Allow from a managed prefix list

const sshRule = yield* AWS.EC2.SecurityGroupRule("SshFromCorp", {
groupId: sg.groupId,
type: "ingress",
ipProtocol: "tcp",
fromPort: 22,
toPort: 22,
prefixListId: "pl-0123456789abcdef0",
description: "Allow SSH from the corporate prefix list",
});

A prefixListId references a centrally-managed set of CIDRs by ID, so the rule’s effective ranges update automatically whenever the prefix list does.

ipProtocol accepts tcp, udp, icmp/icmpv6, a protocol number, or -1 for all protocols. For ICMP, fromPort is the ICMP type and toPort is the ICMP code, with -1 meaning “all”.
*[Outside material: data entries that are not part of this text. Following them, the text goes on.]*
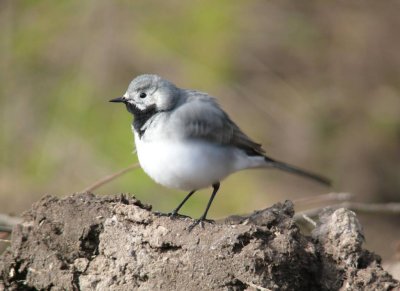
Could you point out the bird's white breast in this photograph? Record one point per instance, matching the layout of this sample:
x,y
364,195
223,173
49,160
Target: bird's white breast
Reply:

Allow all traffic from a trusted CIDR

const allRule = yield* AWS.EC2.SecurityGroupRule("AllFromVpc", {
groupId: sg.groupId,
type: "ingress",
ipProtocol: "-1",
cidrIpv4: "10.0.0.0/16",
description: "Allow all protocols from within the VPC",
});

With ipProtocol: "-1", ports are ignored and every protocol is permitted — appropriate only for fully trusted sources such as your own VPC CIDR.

Allow ICMP echo (ping)

const icmpRule = yield* AWS.EC2.SecurityGroupRule("AllowPing", {
groupId: sg.groupId,
type: "ingress",
ipProtocol: "icmp",
fromPort: 8,
toPort: 0,
cidrIpv4: "10.0.0.0/16",
description: "Allow ICMP echo request",
});

For ICMP the port fields carry the type and code: type 8 / code 0 is an echo request (ping). Use fromPort: -1, toPort: -1 to allow every ICMP type/code instead.